The Social Lab (Ep #1) - Understand your customers on social and stop selling to them

‘For a brand to have a successful social media campaign, they have to build an understanding of their customers and stop selling to them.’

In the first episode of We The People’s new podcast, ‘The Social Lab’, Dr Karen Sutherland from the University of the Sunshine Coast joins us to unpack why it’s so important that marketers spend time to know and understand their audiences on social.

“There's lots of methods of audience research to understand your customers. You could do the traditional methods of interview or even joining and using the platforms that they use,” Karen told The Social Lab.

“Facebook has a very powerful audience insights tool that you can use to really hone into different age groups, demographics and things like their preferences and the pages they follow. Even just looking at your own analytics to understand what people are responding to and what they aren't responding to.

One of the challenges of social is that people want immediate results. Sometimes organisations and businesses approach social media thinking that it's going to give them overnight results and really, it's a long-term relationship management tool.

It can sometimes be a year before you see the results that you want, but it's just being consistent and continuing to make the effort to provide value to your audience. That's the most important thing, and over time the returns will come.

The idea that you're going to get instant results is a bit of a fallacy. It takes a while for the algorithms to share the content to where you want it to go and even if you're running ad campaigns on social, it can sometimes take at least a week before it starts ticking over and doing what you're hoping it does in reaching the right audience.

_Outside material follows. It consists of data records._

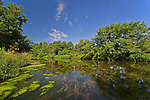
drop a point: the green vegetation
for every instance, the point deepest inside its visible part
(126, 41)
(16, 86)
(11, 33)
(10, 63)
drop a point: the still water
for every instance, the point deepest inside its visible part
(80, 80)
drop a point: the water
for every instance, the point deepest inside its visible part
(80, 80)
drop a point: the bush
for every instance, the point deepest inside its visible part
(10, 63)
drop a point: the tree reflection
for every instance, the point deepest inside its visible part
(115, 79)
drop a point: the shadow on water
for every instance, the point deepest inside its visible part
(80, 80)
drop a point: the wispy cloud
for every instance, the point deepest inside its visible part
(57, 35)
(70, 23)
(86, 17)
(81, 28)
(60, 9)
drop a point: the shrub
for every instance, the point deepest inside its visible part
(10, 63)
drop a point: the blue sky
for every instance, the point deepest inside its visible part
(72, 20)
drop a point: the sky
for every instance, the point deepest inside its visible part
(73, 20)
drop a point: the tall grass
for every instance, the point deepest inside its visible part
(11, 62)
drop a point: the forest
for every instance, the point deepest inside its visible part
(128, 41)
(113, 65)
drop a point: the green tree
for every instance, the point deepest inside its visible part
(11, 21)
(121, 41)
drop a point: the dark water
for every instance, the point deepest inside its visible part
(80, 80)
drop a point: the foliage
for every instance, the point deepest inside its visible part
(10, 63)
(123, 41)
(11, 21)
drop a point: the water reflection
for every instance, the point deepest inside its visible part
(119, 80)
(86, 80)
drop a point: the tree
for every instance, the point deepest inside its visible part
(11, 21)
(120, 41)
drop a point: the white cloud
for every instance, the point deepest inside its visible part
(81, 28)
(86, 17)
(60, 9)
(57, 35)
(66, 18)
(70, 23)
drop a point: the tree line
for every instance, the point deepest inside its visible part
(123, 41)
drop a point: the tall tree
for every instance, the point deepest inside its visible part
(11, 21)
(119, 41)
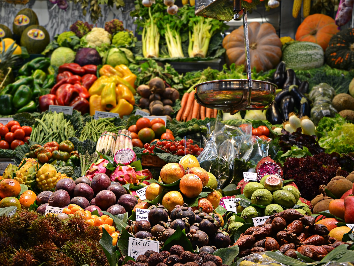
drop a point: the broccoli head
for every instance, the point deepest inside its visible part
(81, 28)
(114, 26)
(122, 38)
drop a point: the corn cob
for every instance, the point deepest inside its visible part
(296, 8)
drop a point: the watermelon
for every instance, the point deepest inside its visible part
(35, 38)
(303, 55)
(23, 19)
(5, 32)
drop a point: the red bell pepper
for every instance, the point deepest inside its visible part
(66, 93)
(65, 74)
(90, 69)
(88, 80)
(82, 90)
(46, 100)
(81, 104)
(73, 68)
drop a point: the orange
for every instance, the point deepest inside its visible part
(9, 188)
(27, 198)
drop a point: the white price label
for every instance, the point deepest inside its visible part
(259, 220)
(142, 214)
(249, 177)
(100, 114)
(53, 210)
(141, 193)
(5, 120)
(66, 110)
(137, 246)
(141, 112)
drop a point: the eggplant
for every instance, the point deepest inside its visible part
(287, 106)
(290, 78)
(304, 87)
(280, 75)
(281, 95)
(273, 114)
(304, 108)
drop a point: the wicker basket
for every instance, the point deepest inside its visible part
(152, 161)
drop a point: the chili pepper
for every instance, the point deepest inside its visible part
(49, 82)
(73, 68)
(81, 104)
(90, 69)
(95, 104)
(127, 74)
(108, 96)
(88, 80)
(65, 74)
(22, 96)
(6, 107)
(30, 107)
(46, 100)
(109, 71)
(123, 108)
(122, 92)
(66, 145)
(66, 94)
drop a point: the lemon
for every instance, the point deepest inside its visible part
(189, 161)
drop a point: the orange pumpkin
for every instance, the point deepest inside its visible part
(265, 46)
(317, 28)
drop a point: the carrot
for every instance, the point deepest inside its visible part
(183, 105)
(189, 105)
(202, 112)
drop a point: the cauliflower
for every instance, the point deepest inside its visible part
(122, 38)
(96, 38)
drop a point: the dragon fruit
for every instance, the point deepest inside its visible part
(96, 168)
(125, 156)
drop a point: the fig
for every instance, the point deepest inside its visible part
(100, 182)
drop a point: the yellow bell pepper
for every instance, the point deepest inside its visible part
(98, 85)
(122, 92)
(123, 108)
(108, 97)
(127, 74)
(95, 104)
(109, 71)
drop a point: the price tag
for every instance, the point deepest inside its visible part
(53, 210)
(142, 214)
(259, 220)
(137, 246)
(141, 112)
(100, 114)
(66, 110)
(249, 177)
(5, 120)
(141, 193)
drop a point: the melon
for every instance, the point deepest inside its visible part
(35, 38)
(5, 32)
(303, 55)
(23, 19)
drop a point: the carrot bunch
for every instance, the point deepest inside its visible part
(191, 109)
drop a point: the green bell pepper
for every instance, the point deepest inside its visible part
(30, 107)
(39, 76)
(22, 96)
(6, 107)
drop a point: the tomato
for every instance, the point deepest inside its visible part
(264, 130)
(19, 134)
(14, 128)
(28, 130)
(16, 143)
(9, 137)
(12, 123)
(4, 145)
(3, 130)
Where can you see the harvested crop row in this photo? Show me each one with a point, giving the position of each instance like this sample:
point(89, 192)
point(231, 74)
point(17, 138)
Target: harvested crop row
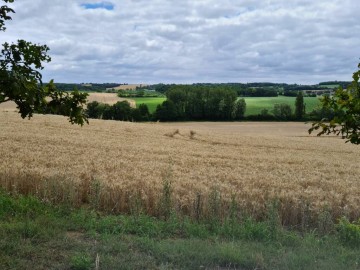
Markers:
point(115, 165)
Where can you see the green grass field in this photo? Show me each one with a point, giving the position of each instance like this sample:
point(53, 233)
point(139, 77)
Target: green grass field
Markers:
point(254, 105)
point(151, 102)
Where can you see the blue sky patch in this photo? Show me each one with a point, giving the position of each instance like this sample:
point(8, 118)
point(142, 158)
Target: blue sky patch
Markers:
point(99, 5)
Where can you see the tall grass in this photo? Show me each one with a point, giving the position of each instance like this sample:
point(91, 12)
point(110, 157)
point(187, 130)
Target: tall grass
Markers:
point(120, 168)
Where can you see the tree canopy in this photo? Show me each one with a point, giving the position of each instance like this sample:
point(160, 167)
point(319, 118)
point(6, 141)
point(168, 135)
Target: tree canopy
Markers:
point(345, 105)
point(21, 80)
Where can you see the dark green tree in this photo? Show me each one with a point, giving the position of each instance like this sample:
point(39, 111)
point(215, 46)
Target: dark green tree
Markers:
point(144, 112)
point(122, 111)
point(299, 106)
point(282, 111)
point(345, 104)
point(167, 111)
point(239, 109)
point(21, 80)
point(107, 111)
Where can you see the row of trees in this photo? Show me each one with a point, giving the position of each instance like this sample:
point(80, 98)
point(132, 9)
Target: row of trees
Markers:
point(201, 103)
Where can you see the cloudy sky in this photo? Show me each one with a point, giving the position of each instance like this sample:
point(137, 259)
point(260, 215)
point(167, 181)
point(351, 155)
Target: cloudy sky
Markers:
point(187, 41)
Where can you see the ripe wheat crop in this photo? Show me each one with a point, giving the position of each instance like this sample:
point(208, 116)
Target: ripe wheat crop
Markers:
point(119, 166)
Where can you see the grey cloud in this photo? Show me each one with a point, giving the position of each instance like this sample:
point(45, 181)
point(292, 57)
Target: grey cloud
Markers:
point(192, 41)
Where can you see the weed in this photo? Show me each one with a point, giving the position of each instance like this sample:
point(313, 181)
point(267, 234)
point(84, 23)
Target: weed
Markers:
point(349, 233)
point(81, 262)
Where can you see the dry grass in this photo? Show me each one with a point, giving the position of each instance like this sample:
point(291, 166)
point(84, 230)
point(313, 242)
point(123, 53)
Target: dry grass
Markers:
point(109, 98)
point(113, 165)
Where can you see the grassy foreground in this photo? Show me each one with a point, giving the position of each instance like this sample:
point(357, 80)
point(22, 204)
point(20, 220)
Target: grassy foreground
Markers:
point(36, 235)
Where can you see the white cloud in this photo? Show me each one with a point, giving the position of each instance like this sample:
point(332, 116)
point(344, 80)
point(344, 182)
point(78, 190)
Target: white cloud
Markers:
point(193, 41)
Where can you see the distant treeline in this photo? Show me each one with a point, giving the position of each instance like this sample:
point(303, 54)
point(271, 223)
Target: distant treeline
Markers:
point(263, 89)
point(249, 89)
point(93, 87)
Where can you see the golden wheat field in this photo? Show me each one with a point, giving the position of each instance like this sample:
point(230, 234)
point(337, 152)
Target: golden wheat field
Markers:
point(109, 98)
point(117, 163)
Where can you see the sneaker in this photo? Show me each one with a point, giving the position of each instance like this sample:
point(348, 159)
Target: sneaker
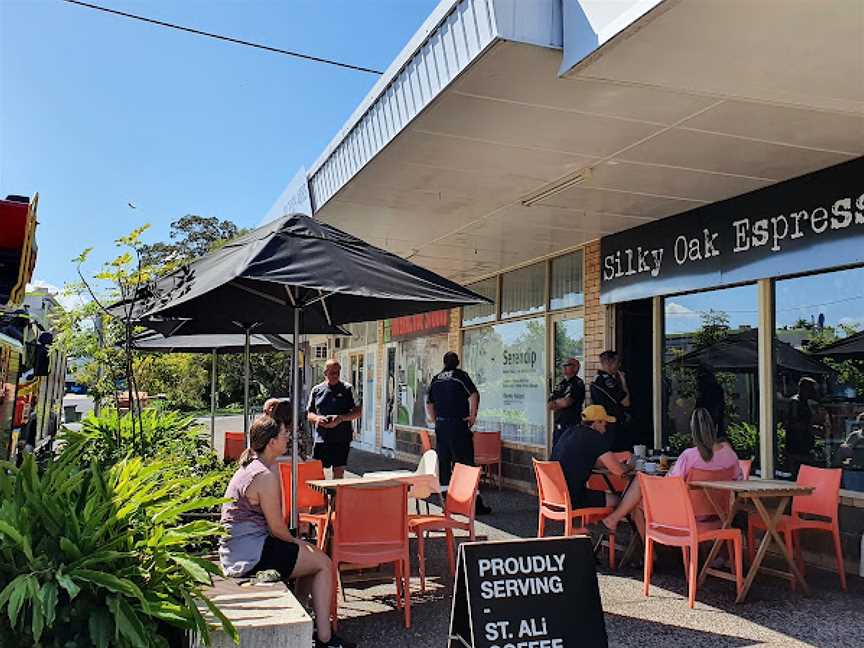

When you stop selling and start helping your audience with content that is important and relevant to them, it actually draws people to you without you trying to sell to them. When your audience comes to you willingly because you built that credibility and trust with them, avoiding the hard sell on social media and actually focusing on providing value; this really is the most important thing to do.

In the case of universities as an example, they often miss using social media for engagement and focus on student recruitment, not building a community with students who are already at the university and with the university’s staff who can give these students such an amazing experience that they will come back and tell everyone else about it. But current students are often just sold to and not engaged with.”